Mark F. Costello, the William R. T. Oakes Professor and Chair of the Daniel Guggenheim School of Aerospace Engineering, has announced that Prof. Karen Feigh has been promoted to the position of associate school chair for research.

The longtime faculty member and director of the Cognitive Engineering Center now joins an AE School leadership team that includes Prof. Stephen Ruffin and Prof. Mitchell Walker, the associate chairs for undergraduate and graduate programming, respectively.

"Dr. Feigh has long been an asset to our school," said Costello. "I deeply value her ability to creatively solve complex problems and her wide-ranging knowledge of the discipline. I am thrilled to have her join the leadership team."

In her new role, Feigh will lead research operations in the School of Aerospace Engineering, including managing sponsored research from government and industrial organizations as well as forming new research collaborations with domestic and international partners.

"I’m very honored and excited to be joining the leadership of the School," Feigh said. "Aerospace engineers are having significant impacts in the future of transportation and exploration on the Earth and beyond. I look forward to helping Mark and all of the faculty in the Aerospace Engineering School to improve their research impacts."

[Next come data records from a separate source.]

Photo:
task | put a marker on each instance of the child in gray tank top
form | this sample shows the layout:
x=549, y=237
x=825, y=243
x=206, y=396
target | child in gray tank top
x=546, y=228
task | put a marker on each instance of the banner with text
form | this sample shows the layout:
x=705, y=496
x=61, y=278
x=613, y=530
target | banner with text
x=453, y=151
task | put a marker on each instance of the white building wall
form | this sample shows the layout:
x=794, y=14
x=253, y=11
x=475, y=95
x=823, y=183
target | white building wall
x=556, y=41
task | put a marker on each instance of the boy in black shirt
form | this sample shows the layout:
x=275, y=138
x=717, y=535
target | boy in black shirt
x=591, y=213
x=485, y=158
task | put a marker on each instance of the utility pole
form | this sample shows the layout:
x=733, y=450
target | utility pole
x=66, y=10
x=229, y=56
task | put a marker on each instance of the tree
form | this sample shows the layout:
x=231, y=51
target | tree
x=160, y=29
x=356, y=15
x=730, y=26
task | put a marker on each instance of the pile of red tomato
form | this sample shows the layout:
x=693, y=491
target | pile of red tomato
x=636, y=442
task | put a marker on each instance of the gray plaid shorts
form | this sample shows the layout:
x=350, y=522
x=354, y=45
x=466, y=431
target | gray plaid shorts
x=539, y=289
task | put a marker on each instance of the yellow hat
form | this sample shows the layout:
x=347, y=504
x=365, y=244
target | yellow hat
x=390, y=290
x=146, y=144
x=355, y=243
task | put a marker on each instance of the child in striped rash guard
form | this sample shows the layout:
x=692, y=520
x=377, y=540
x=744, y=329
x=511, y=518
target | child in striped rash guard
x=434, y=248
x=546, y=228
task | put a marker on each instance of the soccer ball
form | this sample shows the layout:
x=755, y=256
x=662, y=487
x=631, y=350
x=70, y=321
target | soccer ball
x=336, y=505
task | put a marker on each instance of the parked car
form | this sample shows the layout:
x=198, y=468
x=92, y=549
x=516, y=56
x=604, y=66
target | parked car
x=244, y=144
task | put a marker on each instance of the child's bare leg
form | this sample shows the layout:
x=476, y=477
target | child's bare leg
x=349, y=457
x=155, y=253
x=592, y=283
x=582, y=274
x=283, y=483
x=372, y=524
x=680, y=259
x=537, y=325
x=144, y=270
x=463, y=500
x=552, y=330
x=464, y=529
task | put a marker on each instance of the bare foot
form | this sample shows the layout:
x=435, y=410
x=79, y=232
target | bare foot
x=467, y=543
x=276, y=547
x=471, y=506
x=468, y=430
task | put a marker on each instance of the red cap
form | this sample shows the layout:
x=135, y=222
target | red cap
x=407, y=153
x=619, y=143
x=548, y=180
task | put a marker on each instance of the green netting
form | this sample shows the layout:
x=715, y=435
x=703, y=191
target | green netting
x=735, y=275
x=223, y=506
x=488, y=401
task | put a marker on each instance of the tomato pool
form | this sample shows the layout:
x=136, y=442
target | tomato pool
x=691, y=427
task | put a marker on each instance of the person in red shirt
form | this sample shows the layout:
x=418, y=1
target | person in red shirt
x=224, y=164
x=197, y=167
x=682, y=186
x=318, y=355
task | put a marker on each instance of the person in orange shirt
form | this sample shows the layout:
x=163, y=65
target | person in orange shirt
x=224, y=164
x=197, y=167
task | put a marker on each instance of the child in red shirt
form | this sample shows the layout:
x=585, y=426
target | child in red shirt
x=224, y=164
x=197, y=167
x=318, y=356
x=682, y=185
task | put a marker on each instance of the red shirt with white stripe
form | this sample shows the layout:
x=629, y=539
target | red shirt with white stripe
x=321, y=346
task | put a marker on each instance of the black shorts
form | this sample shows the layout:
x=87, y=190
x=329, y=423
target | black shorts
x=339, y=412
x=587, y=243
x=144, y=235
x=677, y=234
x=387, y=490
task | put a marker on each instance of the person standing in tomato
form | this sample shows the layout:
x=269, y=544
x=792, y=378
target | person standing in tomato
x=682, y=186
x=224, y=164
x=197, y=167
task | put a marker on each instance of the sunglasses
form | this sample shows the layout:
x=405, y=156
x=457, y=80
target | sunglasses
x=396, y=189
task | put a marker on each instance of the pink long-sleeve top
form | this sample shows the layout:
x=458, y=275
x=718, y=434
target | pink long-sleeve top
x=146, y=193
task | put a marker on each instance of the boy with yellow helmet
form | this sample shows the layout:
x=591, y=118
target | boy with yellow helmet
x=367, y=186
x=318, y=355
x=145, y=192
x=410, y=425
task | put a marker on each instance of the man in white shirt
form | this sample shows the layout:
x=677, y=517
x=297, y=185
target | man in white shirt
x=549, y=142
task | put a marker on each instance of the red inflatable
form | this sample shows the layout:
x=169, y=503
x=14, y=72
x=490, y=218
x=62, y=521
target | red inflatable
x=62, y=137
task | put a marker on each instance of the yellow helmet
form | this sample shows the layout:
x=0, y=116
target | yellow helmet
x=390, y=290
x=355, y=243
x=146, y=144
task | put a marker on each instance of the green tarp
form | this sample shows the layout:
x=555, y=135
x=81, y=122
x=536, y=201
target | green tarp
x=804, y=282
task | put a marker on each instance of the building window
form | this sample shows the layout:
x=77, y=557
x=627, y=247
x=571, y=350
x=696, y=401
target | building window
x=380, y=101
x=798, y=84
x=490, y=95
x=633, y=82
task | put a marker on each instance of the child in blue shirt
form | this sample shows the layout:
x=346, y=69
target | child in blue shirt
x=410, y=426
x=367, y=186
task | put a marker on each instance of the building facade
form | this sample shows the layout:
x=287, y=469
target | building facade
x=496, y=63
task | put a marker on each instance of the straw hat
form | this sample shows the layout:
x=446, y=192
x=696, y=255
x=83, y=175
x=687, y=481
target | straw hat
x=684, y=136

Feigh earned her undergraduate degree at the Daniel Guggenheim School, an MPhil in aeronautics from Cranfield University, UK, and a doctorate in industrial and systems engineering from Georgia Tech. Feigh has played an instrumental role in establishing a new post-doctoral program at the AE School and in designing a specialty areas program to guide the undergraduate curriculum.

Prior to her tenure at Tech, she worked on fast-time air traffic simulation, conducted ethnographic studies of airline and fractional ownership operation control centers, and designed expert systems for air traffic control towers and NextGen concepts. She is also experienced in conducting human-in-the-loop experiments for concept validation.